Friday, September 09, 2005

Piazza del Popolo


At the entrance to Rome, you are struck with three choices in order to follow a procession into the city, the crux of which is marked by the Flaminian Obelisk, brought to Rome after the conquest of Egypt by the first Emperor Augustus. It marks the entrance to Rome and the significance of their militant exploits. It also happens to be where we began our bicycle ride down the curving stretch of the Tiber.

Thursday, September 08, 2005

The Pantheon


If ever you want to feel as though you are the smallest thing in the world, by all means stand in the portico of the Pantheon, cradle yourself in the concave of Hadrian's Basilica and stare at the massive transom and ancient beams that hold the stripped roof from falling the 40 ft. on your head. No surprise really, since the building is several hundred years old, stood the test of time and continues to convey the power and control of SPQR and their one-time stronghold on the eastern world. Its hard to feel significant in that presence. Chins up!!, much love, Liam.
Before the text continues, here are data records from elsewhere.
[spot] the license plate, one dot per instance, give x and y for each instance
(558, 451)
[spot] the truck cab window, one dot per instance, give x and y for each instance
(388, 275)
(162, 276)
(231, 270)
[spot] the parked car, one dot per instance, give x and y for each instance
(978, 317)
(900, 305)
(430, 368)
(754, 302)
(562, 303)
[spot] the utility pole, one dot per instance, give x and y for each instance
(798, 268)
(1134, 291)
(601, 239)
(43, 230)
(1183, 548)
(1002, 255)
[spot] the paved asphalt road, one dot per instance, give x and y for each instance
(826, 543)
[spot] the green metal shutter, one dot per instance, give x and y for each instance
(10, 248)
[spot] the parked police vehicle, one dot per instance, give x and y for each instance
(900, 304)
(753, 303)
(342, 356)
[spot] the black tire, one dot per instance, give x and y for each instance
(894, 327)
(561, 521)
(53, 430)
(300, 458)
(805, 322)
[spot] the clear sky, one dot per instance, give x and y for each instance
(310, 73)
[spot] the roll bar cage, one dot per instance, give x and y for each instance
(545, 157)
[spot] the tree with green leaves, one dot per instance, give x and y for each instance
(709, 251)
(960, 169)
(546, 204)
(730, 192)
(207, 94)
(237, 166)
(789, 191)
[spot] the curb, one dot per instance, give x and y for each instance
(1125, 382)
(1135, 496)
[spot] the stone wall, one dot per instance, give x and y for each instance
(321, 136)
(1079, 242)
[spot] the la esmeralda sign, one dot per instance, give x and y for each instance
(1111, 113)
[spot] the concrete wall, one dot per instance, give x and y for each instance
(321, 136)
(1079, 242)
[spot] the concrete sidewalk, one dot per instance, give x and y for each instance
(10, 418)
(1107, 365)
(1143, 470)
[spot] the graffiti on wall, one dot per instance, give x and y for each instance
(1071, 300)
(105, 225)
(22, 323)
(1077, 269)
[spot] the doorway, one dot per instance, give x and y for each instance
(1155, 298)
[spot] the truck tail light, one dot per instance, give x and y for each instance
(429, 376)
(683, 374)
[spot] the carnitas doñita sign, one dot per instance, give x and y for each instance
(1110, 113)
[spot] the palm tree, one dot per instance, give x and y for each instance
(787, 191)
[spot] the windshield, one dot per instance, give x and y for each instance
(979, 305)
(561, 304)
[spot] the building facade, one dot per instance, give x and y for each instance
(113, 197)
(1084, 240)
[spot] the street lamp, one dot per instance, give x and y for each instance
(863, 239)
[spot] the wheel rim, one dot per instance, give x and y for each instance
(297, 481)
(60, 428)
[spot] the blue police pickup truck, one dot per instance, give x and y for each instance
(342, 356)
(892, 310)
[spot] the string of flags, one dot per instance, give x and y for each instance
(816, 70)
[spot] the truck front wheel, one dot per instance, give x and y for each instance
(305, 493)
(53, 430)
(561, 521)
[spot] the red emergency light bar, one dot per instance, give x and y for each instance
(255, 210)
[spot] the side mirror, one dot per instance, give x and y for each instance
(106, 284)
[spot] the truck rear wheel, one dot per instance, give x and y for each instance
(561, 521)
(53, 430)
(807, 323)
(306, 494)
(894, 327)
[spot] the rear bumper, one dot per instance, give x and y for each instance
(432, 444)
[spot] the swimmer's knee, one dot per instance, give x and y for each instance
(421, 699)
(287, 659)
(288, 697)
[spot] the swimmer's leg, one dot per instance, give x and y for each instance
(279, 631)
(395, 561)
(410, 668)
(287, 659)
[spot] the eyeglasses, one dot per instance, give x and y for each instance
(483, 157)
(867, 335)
Sunday, September 04, 2005

Rome sweet home!

Seeing the coliseum, the remains of the aquaducts, the crumbling ruins and the cobbled streets that line the crux of the modern world has been a flurried intruduction to my home for the next 4 months. Life is beautiful here, if only at a glance, and although I'm overwhelmed by the whole of it, I'm mostly pleased to put my suitcase down. The travelling bug has taken a lot out of me, but I have no regrets, as it has been an indespensible journey. I promise to share the photographs of the things I have seen soon enough, and maybe some of my words will take true dimensions. Our apartment looks out over the streets that wind into the Santa Maria Piazza and music, performance and people cover its open space. It may be a loud sleep a couple of nights a week, but my bed looks out above the city and the cross breeze brings it just above where I lay my head. Sleep is going to feel so good in a steady place, with unpacked bags, showers and sheets, and a mailing address. I hope to hear from you all soon. Much love, liam.

Friday, September 02, 2005

Ole Ole...Ole Ole...La Tomatina, Non non!


Well, as I´m cleaning the remaining tomato out of every oriface, I have to recommend Bunol and Spain´s Tomatina Festival. If ever you could picture being violated by a vegetable this is it. At 11.00am a cannon sounds in the streets of Bunol to signify to the 30 000 people stretched along a 5m wide street that the tomatoes may begin, and the trucks are coming. Shoulder to shoulder the people are packed along the main drag, and however impossible it may seem, dump trucks of tomatoes push their way through, sending you pressed against the walls as the drivers and riders fling ripe, old, soggy tomatoes at your face, head, body and spirit. Never before have I willingly subjected myself to such torturous appeal, buy oh mama, it was glorious. The six of us Canadians stood hard and strong, arms locked in a circle of tripled gravity, resisting both Dump truck and drunk spanyard in one circular stronghold as tomato water passed by us in a torrent above our shins. We lost shirts, shoes and socks, but kept our bodies in tact, albeit covered in sauce and stem. When the second cannon fires at noon, the bodies flow out of the narrow street and down to the river bed where a PVC pipe has had holes drilled in it to serve as a makeshift shower. Lines of tomato soaked people played in the streams of filthy bath water, as still more came down the hills from the finished festival. Clean as best we could, we walked back up the hill and caught the bus back to Valencia for the night and the next day home to Benitachell to a warm meal and new clothes...and of course, we ate tomatoes for dinner. How could we not? We were owed the revenge. much love, Liam.